An infinitely long wire carrying a current of 2 A is bent at a right angle as shown in the Figure. What is the magnetic field a point P, 10 cm from the corner?

To find the magnetic field at a point P, 10 cm from the corner of the wire, we can use the Biot-Savart Law. The law states that the magnetic field at a point due to a current-carrying wire is directly proportional to the current, the length of the wire segment, and inversely proportional to the square of the distance between the point and the wire segment.

Here's how you can apply the Biot-Savart Law to find the magnetic field at point P:

1. Identify the wire segments contributing to the magnetic field at point P. In this case, we have two wire segments, one going straight up and the other going straight to the right.

2. Calculate the magnetic field contribution from each segment separately using the Biot-Savart Law.

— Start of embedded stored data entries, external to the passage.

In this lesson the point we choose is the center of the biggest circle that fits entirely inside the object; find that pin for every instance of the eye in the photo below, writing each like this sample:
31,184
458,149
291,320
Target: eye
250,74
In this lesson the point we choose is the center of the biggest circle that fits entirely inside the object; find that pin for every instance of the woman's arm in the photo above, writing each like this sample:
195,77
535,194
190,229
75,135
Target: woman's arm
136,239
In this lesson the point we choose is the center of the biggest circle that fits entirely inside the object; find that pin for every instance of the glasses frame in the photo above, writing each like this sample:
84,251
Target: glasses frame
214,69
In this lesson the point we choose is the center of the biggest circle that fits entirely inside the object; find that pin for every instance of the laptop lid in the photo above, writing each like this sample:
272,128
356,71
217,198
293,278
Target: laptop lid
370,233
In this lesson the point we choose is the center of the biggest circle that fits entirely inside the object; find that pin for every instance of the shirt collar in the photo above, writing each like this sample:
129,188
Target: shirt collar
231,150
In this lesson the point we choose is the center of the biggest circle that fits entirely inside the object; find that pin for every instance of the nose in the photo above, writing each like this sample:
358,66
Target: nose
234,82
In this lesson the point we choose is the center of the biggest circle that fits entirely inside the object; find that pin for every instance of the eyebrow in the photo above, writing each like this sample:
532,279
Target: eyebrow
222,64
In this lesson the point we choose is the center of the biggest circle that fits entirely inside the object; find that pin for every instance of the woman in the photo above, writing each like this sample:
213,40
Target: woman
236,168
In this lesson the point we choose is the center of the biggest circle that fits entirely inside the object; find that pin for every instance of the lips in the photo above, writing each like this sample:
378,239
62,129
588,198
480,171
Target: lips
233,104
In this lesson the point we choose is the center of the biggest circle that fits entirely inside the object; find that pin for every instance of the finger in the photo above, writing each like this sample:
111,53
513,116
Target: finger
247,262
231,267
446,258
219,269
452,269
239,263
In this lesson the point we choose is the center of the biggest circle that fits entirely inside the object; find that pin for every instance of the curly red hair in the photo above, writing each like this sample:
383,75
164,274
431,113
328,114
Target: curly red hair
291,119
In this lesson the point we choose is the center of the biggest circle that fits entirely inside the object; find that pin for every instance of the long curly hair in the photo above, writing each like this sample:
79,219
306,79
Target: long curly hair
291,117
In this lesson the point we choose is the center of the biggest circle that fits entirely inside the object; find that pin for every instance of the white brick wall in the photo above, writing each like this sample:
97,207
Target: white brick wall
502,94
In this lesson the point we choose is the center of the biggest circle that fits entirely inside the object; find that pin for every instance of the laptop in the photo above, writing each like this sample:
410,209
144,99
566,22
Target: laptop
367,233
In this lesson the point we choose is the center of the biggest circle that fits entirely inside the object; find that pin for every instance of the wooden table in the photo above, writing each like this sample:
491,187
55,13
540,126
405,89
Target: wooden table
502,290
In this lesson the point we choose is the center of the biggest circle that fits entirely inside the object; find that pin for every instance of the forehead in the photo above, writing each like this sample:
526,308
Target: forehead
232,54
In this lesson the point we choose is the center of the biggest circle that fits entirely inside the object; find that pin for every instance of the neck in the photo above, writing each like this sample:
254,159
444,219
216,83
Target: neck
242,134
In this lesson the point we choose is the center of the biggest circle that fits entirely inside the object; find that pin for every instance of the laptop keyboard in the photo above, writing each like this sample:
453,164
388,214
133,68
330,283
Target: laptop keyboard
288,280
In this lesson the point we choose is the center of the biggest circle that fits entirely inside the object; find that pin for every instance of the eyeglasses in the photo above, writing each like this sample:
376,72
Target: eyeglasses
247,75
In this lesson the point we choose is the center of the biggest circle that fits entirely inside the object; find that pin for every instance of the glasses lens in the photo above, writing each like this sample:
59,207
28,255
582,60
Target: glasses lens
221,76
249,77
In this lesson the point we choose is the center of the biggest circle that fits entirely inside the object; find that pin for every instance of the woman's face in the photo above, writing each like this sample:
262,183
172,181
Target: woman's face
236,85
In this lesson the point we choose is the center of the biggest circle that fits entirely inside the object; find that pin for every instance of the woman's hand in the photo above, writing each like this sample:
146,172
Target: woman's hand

The magnetic field at point P due to each wire segment is given by the formula:

dB = (μ₀ / 4π) * (I * dl × r) / r²

Where:
- dB is the magnetic field contribution at point P
- μ₀ is the permeability of free space (approximately 4π × 10⁻⁷ T*m/A)
- I is the current in the wire (2 A)
- dl is a small length element of the wire segment
- r is the distance vector from the dl element to point P

3. Calculate the magnetic field contribution from each wire segment separately, and add them vectorially to obtain the total magnetic field at point P.

B_total = B₁ + B₂

Where:
- B_total is the total magnetic field at point P
- B₁ is the magnetic field contribution at point P due to the first wire segment
- B₂ is the magnetic field contribution at point P due to the second wire segment

Note: The direction of the magnetic field is perpendicular to both the wire segment and the vector r, and follows the right-hand rule.

By following these steps and performing the necessary calculations, you can find the magnetic field at point P, 10 cm from the corner of the wire.